原告は「被告は原告に対し金三〇八、〇〇〇円及びこれに対する本訴状送達の翌日から支払ずみまで年五分の割合による金員を支払え、訴訟費用は被告の負担とする。」との判決並びに仮執行の宣言を求め、その請求原因を次のとおり述べた。

(一)  原告は自動車貨物輸送を業とする会社で昭和三八年以来訴外長谷川運輸株式会社の依頼により同会社のため貨物の輸送をして昭和三九年一月二〇日締切翌二月一五日支払分の運賃金一三三、五九九円については同年三月一六日付小切手を以って支払われたが、これは不渡りとなった。

(二)  当時右訴外会社は殆んど倒産状態であったので、原告に対する運賃支払方法として、右訴外会社が被告から賃借中の東京都中央区湊町一丁目六番地所在の事務所一室の敷金として被告に差入れてあった金五〇〇、〇〇〇円清算残額返還請求権の譲渡を受けることになり、昭和三九年三月二三日に同月末日現在における運賃債務が四月末日までに現金で弁済できないことを停止条件とする右運賃債務と同額の右運賃返還請求権の譲渡契約が成立した。

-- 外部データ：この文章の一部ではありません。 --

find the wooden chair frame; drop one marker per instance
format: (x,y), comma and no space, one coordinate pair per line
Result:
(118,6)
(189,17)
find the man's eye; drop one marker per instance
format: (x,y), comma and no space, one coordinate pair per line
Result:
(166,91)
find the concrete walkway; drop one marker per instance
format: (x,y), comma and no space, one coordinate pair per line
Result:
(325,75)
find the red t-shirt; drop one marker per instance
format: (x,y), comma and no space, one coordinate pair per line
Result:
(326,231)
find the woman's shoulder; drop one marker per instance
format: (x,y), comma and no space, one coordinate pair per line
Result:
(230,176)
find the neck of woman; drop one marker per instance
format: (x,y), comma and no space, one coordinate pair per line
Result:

(三)  ところが、右訴外会社は昭和三九年三月二八日になって前記事務所は閉鎖され、社長始め会社幹部はその所在が不明となり業務一切が停止され銀行取引も解除されて同年四月末日を待たずして訴外会社の原告に対する運賃債務の支払が不能となり、前記敷金返還請求権譲渡はその効力を発生するに至った。なお当時における原告の右訴外会社に対する未払運賃債権額は金三四一、二七九円である。

(四)  ところが前述のとおり右訴外会社の代表者等は所在不明で被告に対し、前記債権譲渡の通知をさせることができないので、原告は昭和三九年四月三日、東京法務局所属公証人三堀博役場において右譲渡証書に確定日附を得たうえ、同日被告方に赴き、前記事務所を管理している被告の養母小林静子に対し右譲渡証書を示したうえ右訴外会社に代位して敷金返還請求権譲渡の通知をなし、更らに念のため、同月六日債権譲渡の通知をなし、右通知は翌七日同人に到達した。

(五)  その後右訴外会社の敷金清算金残金約三〇八、〇〇〇円でこれは訴外会社の代理委任状を所持している訴外大成物産に支払ずみであることが判明した。

(六)  よって右敷金残金三〇八、〇〇〇円とこれに対する本訴状が被告に送達された日の翌日から支払ずみに至るまで民法所定年五分の割合による遅延損害金の支払を求める。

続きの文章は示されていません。